Là, Bach inscrit son propre nom en notes – B-A-C-H, où les noms de notes allemands représentent les tons Si bémol-La-Do-Si – peu avant que la maladie et la cécité ne l'empêchent de poursuivre l'œuvre. La transmission ultérieure fit de ce moment l'image symbolique d'un compositeur qui avait gravé son propre nom dans la musique une dernière fois, comme s'il voulait se confier à l'éternité. Tsalka conclut, à juste titre, avec le choral d'orgue Vor deinen Thron tret ich hiermit (BWV 668), et laisse ainsi l'œuvre s'achever comme Bach l'a lui-même laissée : non pas comme un accord final achevé, mais comme une prière.
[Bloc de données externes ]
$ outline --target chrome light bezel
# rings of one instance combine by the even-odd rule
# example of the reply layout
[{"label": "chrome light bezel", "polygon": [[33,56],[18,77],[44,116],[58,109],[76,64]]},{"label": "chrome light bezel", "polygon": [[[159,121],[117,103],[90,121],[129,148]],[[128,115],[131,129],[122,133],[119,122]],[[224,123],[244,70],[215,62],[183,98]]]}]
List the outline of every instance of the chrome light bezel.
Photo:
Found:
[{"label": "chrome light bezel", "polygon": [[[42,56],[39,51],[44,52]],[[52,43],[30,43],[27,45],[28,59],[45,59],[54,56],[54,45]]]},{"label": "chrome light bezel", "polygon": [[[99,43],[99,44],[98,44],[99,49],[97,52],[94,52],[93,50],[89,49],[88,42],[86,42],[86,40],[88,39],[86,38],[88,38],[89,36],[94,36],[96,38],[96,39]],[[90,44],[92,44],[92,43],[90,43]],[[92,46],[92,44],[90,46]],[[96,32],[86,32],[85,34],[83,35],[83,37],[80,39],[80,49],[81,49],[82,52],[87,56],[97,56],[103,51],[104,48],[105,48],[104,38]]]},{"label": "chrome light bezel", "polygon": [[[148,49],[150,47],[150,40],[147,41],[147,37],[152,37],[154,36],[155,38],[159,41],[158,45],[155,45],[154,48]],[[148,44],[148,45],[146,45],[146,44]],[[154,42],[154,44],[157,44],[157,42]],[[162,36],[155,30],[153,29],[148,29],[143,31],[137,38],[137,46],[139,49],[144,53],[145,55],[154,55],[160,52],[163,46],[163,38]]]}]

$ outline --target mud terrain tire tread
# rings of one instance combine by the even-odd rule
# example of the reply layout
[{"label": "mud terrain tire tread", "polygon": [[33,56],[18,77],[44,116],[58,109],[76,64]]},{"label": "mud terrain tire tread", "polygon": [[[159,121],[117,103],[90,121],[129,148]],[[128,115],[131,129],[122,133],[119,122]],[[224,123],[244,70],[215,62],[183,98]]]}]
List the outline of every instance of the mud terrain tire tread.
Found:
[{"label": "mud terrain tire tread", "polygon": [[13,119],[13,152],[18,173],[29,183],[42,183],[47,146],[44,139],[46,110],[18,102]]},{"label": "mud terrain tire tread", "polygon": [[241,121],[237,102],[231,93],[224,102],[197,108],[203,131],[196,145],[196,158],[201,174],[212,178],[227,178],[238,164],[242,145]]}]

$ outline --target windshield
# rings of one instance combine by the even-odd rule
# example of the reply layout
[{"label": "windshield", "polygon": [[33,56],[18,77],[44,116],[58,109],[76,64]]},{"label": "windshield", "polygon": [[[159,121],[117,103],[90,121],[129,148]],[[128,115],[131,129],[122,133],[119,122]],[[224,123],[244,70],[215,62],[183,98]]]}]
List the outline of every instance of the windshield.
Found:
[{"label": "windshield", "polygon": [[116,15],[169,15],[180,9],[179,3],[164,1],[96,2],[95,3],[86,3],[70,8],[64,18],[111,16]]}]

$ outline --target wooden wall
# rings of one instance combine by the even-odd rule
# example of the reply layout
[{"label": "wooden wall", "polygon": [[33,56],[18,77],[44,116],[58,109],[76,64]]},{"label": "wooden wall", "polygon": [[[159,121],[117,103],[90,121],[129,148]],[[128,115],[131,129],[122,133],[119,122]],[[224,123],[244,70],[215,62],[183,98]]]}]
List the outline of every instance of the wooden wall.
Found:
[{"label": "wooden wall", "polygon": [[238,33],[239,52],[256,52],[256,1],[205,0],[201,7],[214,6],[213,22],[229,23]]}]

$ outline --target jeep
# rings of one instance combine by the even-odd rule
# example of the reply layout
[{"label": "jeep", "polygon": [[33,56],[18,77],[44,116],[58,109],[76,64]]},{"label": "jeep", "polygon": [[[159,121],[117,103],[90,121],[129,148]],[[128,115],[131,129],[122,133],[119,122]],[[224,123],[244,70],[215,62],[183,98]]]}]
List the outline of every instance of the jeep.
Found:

Ce qui distingue surtout cet enregistrement, c'est que Tsalka ne cherche pas l'illusion d'une interprétation définitive. Il dit lui-même qu'il étudie l'œuvre depuis des décennies sans jamais l'« atteindre » complètement – et c'est précisément cette humilité qu'on retrouve dans son jeu. Son son de piano est cristallin et honnête, sans jamais devenir froid ou purement analytique. Les voix du contrepoint sont pesées avec grand soin, tandis que les tempos réfléchis donnent à la musique un repos naturel. Tsalka ne se précipite nulle part à la recherche d'effets ; il laisse respirer les fugues et crée une exécution qui ne subjugue pas par la monumentalité, mais qui convainct par la concentration. Il s'en dégage un repos presque contemplatif, non parce que la musique perdrait sa complexité, mais précisément parce que chaque ligne reçoit sa place dans l'ensemble plus large.
Aucune bravoure, aucun besoin de faire impression sur l'auditeur, le monde extérieur ou – comme il le décrit lui-même – la postérité. À la place : une écoute attentive, presque priante de ce que la musique elle-même demande. La dédicace de cet enregistrement au regretté Prof. Aminadav Dykman donne à l'ensemble une couche supplémentaire de dévouement personnel, qui se traduit dans la manière dont chaque voix du contrepoint reçoit de l'espace pour respirer sans perdre l'architecture de l'ensemble.
Est-ce une recommandation pour celui qui doit encore apprendre à connaître Bach ? Probablement pas – Tsalka lui-même serait le premier à admettre que Die Kunst der Fuge n'est pas une œuvre pour débuter. Mais pour celui qui lutte déjà depuis des années avec ce morceau, avec cette musique qui, chaque fois qu'on y revient, ne se laisse jamais complètement saisir, cet album double offre un guide qui ne prétend pas lui-même avoir la carte complète du labyrinthe. Peut-être l'achèvement véritable de Die Kunst der Fuge ne réside-t-il pas dans l'ajout d'une mesure manquante ou d'une fin inventée, mais dans chaque nouvelle tentative d'écoute de ce que Bach nous a légué : non pas un monument fermé, mais une question vivante. Et peut-être est-ce, pour une œuvre que son créateur n'a jamais pu terminer, la forme d'hommage la plus honnête.